Radikalliğe Karşı Tedbir  Politikalarında Yeni Bir Sayfa mı?

Radikalliğe Karşı Tedbir Politikalarında Yeni Bir Sayfa mı?

Yaklaşık son 20 yıl içinde muhtelif yerlerde İslam bahane edilerek çok sayıda terör saldırısı gerçekleştirildi. Bunun ardından ilgili devletler birbirinden farklı, yer yer anayasal hakları ihlal eden, Müslümanları  potansiyel tehdit, İslam’ı ise bu tehdidin ana kaynağı olarak gören tedbirler almaya başladı. Müslümanların kahir ekseriyetinin barışçıl bir hayat yaşıyor olmalarının bilinmesine  rağmen “Müslümanlar demokratik düzen için bir tehdittir” sorusunu ele alan araştırmaları gördük. Bir yandan “İslam Avrupa’nın bir parçası değildir” sloganlarını da duyduk diğer yandan her hafta camiye giden cuma cemaatine polis tarafından kimlik kontrolü uygulamalarına da şahit olduk. Bu atmosferden hareketle Müslümanlara ve onların kuruluşlarına yapılan saldırılara da tanıklık etmiş olduk.
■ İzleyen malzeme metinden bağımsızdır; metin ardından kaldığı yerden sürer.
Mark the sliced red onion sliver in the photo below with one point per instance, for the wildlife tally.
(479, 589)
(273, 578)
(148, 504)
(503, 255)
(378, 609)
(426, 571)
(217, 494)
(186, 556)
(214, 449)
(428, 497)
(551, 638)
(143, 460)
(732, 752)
2014 sonrası Avrupa’dan çok sayıda gencin IŞİD örgütüne katılması, radikalliğe karşı tedbir politikalarını tekrar gündeme getirdi. Bu gençleri terör örgütüne iten sebepler araştırılmadan radikalliğe karşı tedbir programları adı altında yer yer olumlu ve gerekli projelerin yanında, yine İslam dinini sorunun bir parçası olarak yansıtan programlar oluşturuldu.

Camiye düzenli giden gençlerin IŞİD propagandalarına kanmadıklarının bilinmesine rağmen camilerde gençlere yönelik tedbir programları düzenlendi, imamlar da bu programın kurslarından geçirildi. Hemen hemen her cami faaliyetine “radikalliğe karşı tedbir” gözüyle bakılır oldu camilerdeki sanat kursları, sohbetler,  futbol müsabakaları, gezilerin düzenlenmesi… hepsi birer  tedbir aracı olarak görüldü.  Dini yaşam ve faaliyetler din özgürlüğü konusu olmaktan çıkarılarak güvenlik konusu oldu. Oysaki dinî hizmetleri güvenlik politikaları içine hapsetmek onları maksadından uzaklaştırır, dinin kendisini güvenlik politikalarına araç hâline getirir.

Son 2-3 yıl içinde yapılan araştırmalarda dinin radikalleşme sürecinde oynadığı rol ile ilgili tespitler yer alıyor. Uzmanların tespitlerine göre gençleri radikalliğe götüren unsurlar arasında din değil, sosyal ve psikolojik sorunlar belirleyici. Bundan dolayı sorunun kaynak ortamları başka yerlerde aranmalı.

Umulur ki bu süreç, ideolojik tartışmalardan uzak, yeni sorunlar çıkarmadan ve hedefinden şaşmadan, geçmişten gerekli dersleri çıkararak hakiki sorun tanımlarıyla ve çözüm odaklı bir yol alır. Bu süreçte elbette camiler de üzerlerine düşeni yapacaklardır. Fakat bunu, camiye gelen kişileri potansiyel bir tehdit olarak görüp, onlara dinî içerikli tedbir projeleri uygulama zorunluluğunda olan yapılar olarak değil, soru, sorun ve ihtiyaçlarında onlara yardımcı olan toplumsal sorumluluk bilincine sahip aktörler olarak yapacaklardır.